В буддистской хозяйственной культуре также первостепен­ное значение имеет отношение к проявлениям экономической жизни, а не собственность, богатство, труд сами по себе. Но в контексте массового, народного буд­дизма собственность, благополучие, богатство не отрицаются, если нет внутренней привязанности к ним, нет страстного желания разбогатеть. Более того, материальное благополучие уважается и считается оправданным как свидетельство хорошей каммы, как воздаяние за заслуги в прошедших рождениях. Однако чтобы не испортить камматический баланс и не лишиться благополучия в будущем, следует избегать алчности, скупости, страстной погони за наживой.

В буддистском менталитете представление о праведном бо­гатстве основывается на отсутствии привязанности к нему. Безразличие к материальному благосостоянию необходимо подтверждать, легко расставаясь с собственностью: раздавая щедрую милостыню монахам, жертвуя на культовые нужды, строительство пагод, на церемонии, паломничество. Существу­ют и не связанные непосредственно с религией, но порождае­мые буддистским мировоззрением формы благотворительнос­ти - материальная поддержка более бедных родственников и соседей, угощение и общие празднества и т.п. Материальные блага как бы обмениваются на духовные, камматические заслу­ги.

Богатство оказывается включенным в широкую сеть соци­альных отношений типа патрон-клиент, являющихся основой социокультурной организации буддийских стран Самые богатые семьи оказываются также и самыми многочисленны­ми, так как поддерживают обширную клиентелу, и самыми вли­ятельными. Материальное богатство «перетекает» в накопление социальных связей и в конечном итоге - во власть.

Буддистский практицизм основывается на идеале срединности - избегании крайностей и чрезмерности. Умеренное бла­госостояние, отсутствие привязанности к собственности, страстной жажды богатства и азарта конкурентной борьбы, а также и избегание нищеты, заставляющей сосредоточивать все силы и помыслы на пропитании, - все это входит в буддийское понятие «срединного пути».

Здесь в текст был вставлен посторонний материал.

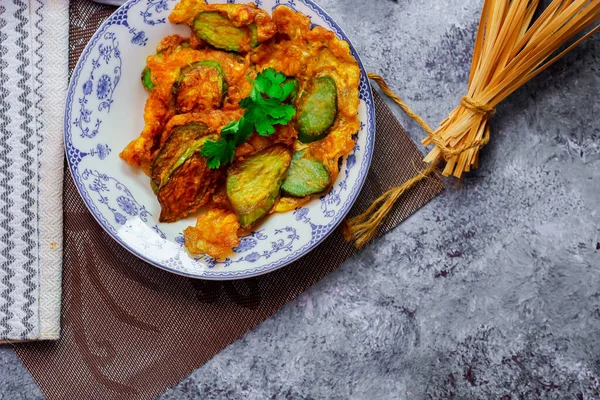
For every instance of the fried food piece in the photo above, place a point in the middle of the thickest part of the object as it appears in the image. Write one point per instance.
(215, 234)
(237, 15)
(317, 109)
(188, 189)
(286, 204)
(305, 177)
(253, 183)
(218, 31)
(201, 86)
(180, 140)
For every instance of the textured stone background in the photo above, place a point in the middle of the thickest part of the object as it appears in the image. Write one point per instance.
(490, 291)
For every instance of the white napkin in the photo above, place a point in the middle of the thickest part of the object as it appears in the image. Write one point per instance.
(33, 82)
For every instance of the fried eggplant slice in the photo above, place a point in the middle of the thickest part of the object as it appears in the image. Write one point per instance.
(215, 233)
(218, 31)
(305, 177)
(187, 189)
(179, 141)
(317, 109)
(147, 79)
(253, 183)
(200, 87)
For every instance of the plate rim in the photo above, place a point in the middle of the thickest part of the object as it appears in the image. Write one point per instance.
(214, 276)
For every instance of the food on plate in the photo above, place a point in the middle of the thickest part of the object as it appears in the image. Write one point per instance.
(248, 116)
(305, 177)
(253, 183)
(317, 109)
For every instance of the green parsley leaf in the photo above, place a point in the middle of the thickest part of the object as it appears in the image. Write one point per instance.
(264, 109)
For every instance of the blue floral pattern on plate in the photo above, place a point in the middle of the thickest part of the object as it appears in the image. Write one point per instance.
(103, 114)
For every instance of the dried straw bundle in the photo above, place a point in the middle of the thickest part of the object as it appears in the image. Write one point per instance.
(509, 51)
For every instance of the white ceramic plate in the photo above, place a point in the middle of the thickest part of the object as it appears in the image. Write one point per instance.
(104, 112)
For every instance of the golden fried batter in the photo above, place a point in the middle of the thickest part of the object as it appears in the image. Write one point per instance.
(286, 43)
(215, 233)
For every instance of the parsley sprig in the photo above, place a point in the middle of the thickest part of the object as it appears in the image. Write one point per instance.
(265, 108)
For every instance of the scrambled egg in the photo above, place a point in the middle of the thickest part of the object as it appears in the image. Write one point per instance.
(286, 43)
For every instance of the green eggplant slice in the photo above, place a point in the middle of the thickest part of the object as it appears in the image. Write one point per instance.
(253, 183)
(218, 31)
(317, 110)
(305, 177)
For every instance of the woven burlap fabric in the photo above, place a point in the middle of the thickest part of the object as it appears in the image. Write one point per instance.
(130, 330)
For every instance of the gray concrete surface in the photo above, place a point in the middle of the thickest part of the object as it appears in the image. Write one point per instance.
(492, 291)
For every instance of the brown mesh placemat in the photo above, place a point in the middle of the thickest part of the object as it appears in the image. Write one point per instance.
(130, 330)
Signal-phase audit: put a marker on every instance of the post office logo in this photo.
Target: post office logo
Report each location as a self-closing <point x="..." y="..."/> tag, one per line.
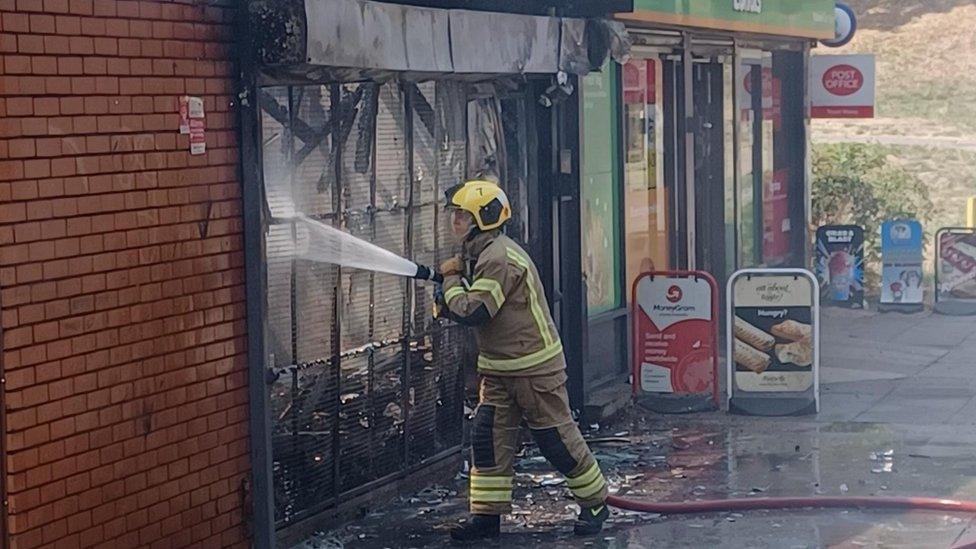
<point x="843" y="80"/>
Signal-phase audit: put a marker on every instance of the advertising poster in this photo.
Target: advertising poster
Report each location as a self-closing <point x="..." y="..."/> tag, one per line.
<point x="776" y="218"/>
<point x="840" y="265"/>
<point x="675" y="336"/>
<point x="901" y="257"/>
<point x="956" y="271"/>
<point x="772" y="327"/>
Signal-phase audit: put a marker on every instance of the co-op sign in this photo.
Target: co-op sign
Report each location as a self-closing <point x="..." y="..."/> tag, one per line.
<point x="842" y="86"/>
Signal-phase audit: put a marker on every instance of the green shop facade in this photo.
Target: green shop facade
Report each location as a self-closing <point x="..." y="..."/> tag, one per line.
<point x="693" y="154"/>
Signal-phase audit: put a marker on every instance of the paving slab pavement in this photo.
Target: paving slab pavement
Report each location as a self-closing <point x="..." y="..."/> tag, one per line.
<point x="898" y="417"/>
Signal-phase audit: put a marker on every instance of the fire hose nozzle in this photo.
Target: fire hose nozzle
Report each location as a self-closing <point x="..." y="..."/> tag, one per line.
<point x="428" y="273"/>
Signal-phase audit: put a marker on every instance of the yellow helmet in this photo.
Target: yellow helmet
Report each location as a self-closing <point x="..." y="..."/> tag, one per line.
<point x="485" y="200"/>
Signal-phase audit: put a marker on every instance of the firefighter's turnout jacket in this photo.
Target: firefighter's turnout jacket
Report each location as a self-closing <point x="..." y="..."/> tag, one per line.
<point x="523" y="374"/>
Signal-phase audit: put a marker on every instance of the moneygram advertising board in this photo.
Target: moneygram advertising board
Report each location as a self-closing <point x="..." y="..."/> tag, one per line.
<point x="773" y="342"/>
<point x="675" y="316"/>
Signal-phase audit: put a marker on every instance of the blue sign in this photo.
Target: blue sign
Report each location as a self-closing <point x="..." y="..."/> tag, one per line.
<point x="901" y="257"/>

Материальное благососто­яние служило подтверждению социального статуса и реализа­ции сопутствующих ему обязанностей.



Вопрос 3. Познание «тайны труда» как смысл хозяйствования.

 Я бы хотел отразить этот вопрос на примере сельской общины в древней Индии.

Слабость и неэффективность централизованной администрации на протяжении большей части истории Индии всегда компенсировались, исключительной внутренней прочностью основной ячейки индийского общества — сельской общины. Здесь долго сохранялось коллективное землепользование. Хотя пахотная земля делилась на наследственные участки индивидуального семейного владения, все остальные угодья продолжали считаться коллективным общинным достоянием. Многие важные и нужные для общины работы  - очистка новых территорий от джунглей, ирригационные сооружения местного масштаба, строительство дорог или храмов, защита и охрана деревни и ее имущества и т.п.— выполнялись совместно, считались делом коллектива в целом. В общине традиционно практиковались щедрые реципрокные раздачи и угощения, особенно в дни семейных праздников (свадьба и т.п.), когда семья подчас была готова залезть в неоплатные долги, но поддержать свой престиж, выставив всем односельчанам обильное приличествующее случаю угощение. Видимо, те же традиционные реципрокные принципы раздач использовались и при выборах общинного совета — панчаята и, возможно, старейшины, руководителя общины.

Как правило, голос при решении общинных дел имели лишь полноправные общинники-домохозяева, т.е. те же главы семейных групп, что исстари было характерным для всех земледельческих общин. В которых общинах на смену выборной системе приходила наследственная, когда из поколения в поколение руководящие должности занимали представители одних и тех же семейно-клановых групп господствующей касты. Неизвестно, однако, сколь долго продолжалась подобного рода практика наследственной передачи власти в общине; похоже на то, что исторически это было все же преходящим явлением

и со временем восстанавливался обычай выбирать руководство общины из числа соперничавших друг с другом кандидатов.      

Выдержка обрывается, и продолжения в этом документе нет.